Why is bipolar diagnosis so difficult? The patients were all angry: Are all psychiatrists “cooked rice”? As a psychiatrist who focuses on bipolar, I can only sigh: it’s not that we don’t work hard, it’s that the “enemy” is too cunning.
For example, in February 2021, I saw a 23-year-old patient. About two years before this, he had seen 5 doctors successively. The diagnosis was basically the same: anxiety and depression.
I inquired about the patient’s medical history and felt that the previous diagnosis was fine, so I prescribed a new treatment plan for him, which was also an antidepressant. In the follow-up visit in March of that year, he told me that his symptoms had alleviated, and I was relieved; in May of that year, he told me that he had basically recovered to the state before the illness; in September of that year, as soon as he entered the consultation room, I I felt that something was wrong – he didn’t treat himself as an outsider at all, and he had a passion for me that was more than a family member than a relative.

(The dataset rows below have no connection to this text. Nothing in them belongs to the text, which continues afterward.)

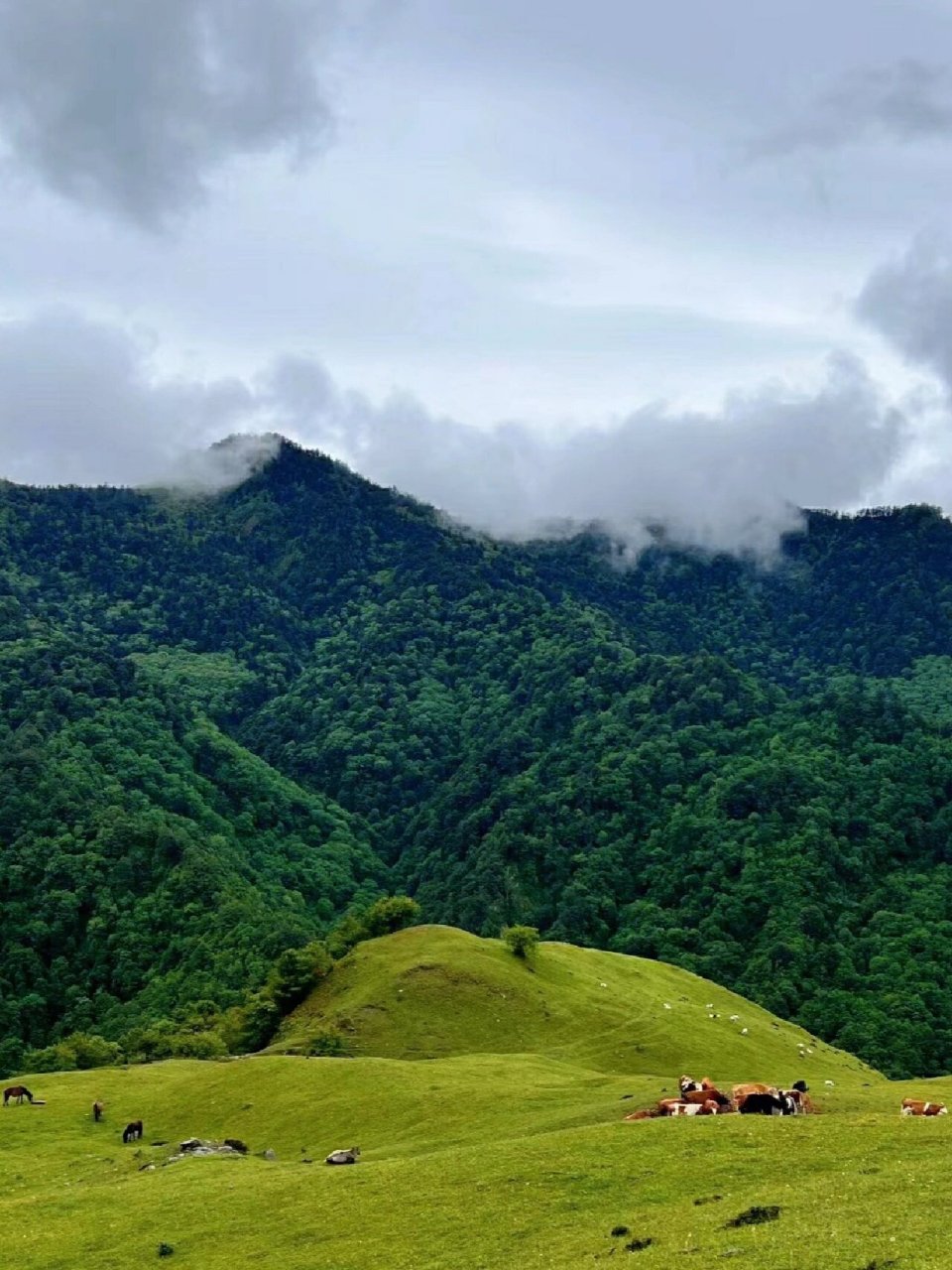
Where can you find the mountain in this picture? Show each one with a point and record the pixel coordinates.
(438, 992)
(509, 1148)
(225, 720)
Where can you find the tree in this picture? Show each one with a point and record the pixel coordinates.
(521, 940)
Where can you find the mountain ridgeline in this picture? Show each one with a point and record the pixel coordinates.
(226, 720)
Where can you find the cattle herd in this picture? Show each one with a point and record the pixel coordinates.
(703, 1097)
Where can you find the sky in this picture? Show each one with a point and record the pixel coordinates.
(527, 261)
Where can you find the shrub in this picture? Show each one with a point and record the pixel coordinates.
(326, 1043)
(296, 971)
(390, 915)
(521, 940)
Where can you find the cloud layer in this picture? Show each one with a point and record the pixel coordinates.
(131, 104)
(82, 404)
(906, 100)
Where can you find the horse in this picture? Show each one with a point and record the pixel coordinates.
(17, 1091)
(132, 1130)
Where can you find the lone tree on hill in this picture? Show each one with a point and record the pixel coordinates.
(521, 940)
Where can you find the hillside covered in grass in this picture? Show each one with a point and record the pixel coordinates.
(226, 720)
(438, 992)
(486, 1139)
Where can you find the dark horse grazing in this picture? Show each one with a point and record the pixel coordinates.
(17, 1091)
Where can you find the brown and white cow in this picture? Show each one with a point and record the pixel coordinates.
(680, 1106)
(918, 1106)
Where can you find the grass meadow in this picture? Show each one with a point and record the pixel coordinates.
(480, 1155)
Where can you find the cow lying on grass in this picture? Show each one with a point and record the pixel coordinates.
(705, 1098)
(916, 1106)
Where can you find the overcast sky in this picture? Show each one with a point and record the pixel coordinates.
(525, 259)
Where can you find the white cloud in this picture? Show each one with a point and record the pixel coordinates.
(132, 104)
(82, 404)
(906, 100)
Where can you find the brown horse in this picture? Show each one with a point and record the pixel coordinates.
(17, 1091)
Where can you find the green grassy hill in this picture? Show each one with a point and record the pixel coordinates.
(484, 1156)
(435, 992)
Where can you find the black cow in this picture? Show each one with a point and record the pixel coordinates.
(769, 1103)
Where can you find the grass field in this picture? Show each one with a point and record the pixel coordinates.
(506, 1150)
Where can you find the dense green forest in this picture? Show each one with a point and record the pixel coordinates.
(227, 720)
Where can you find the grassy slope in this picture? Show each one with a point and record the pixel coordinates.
(479, 1160)
(434, 991)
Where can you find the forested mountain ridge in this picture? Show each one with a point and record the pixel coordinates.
(226, 719)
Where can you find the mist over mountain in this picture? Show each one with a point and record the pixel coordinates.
(227, 717)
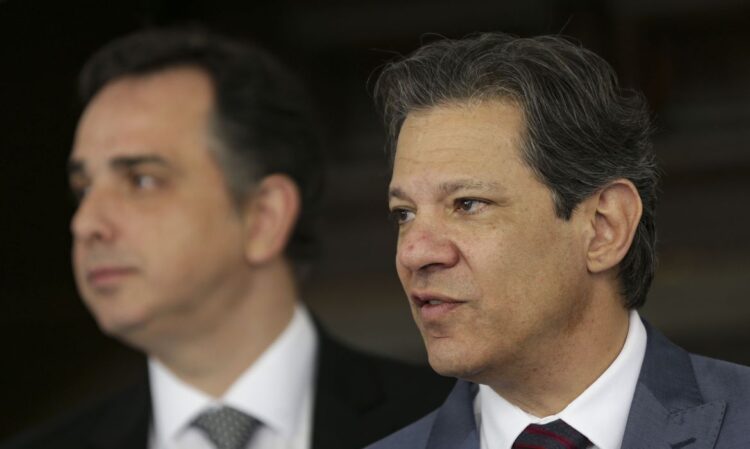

During our conversation, he said that he was full of energy this month, his learning efficiency was very high, his confidence was bursting, his thinking was quick, he talked eloquently, he went shopping a lot, he had a very good appetite, he wanted to eat all day long, and he gained ten catties in a month . After asking again, I found out that he had this kind of inexplicable “good state” that appeared intermittently a few years ago. It usually lasted for a week or two, 1 or 2 times a year, and this time it was a little longer. problem, and I have been looking forward to getting back to this “good state”. Although many doctors had repeatedly asked him “whether he was overly excited”, he never thought that his performance was “excited”, so he always said “absolutely not”. At this point, I revised his diagnosis: bipolar disorder.
It took this patient more than two years to be diagnosed with bipolar, so he was unlucky in that sense; but he was lucky, too, because he walked into a psychiatrist when he was in a hypomanic state In the consulting room, he was “caught upright”. How many other people are actually bipolar but are being treated for depression or something else? There are no concrete answers, but all people diagnosed with depression need to be vigilant.
The blind man feels the elephant, and sees the leopard through the tube. Science has not yet developed to allow us to have the ability to see the hole cards at any time. For bipolar, a “cunning” disease with many changes, both the patient and the psychiatrist need to understand its complexity and pay attention to the changes in the patient’s condition. Evaluate and adjust treatment plan.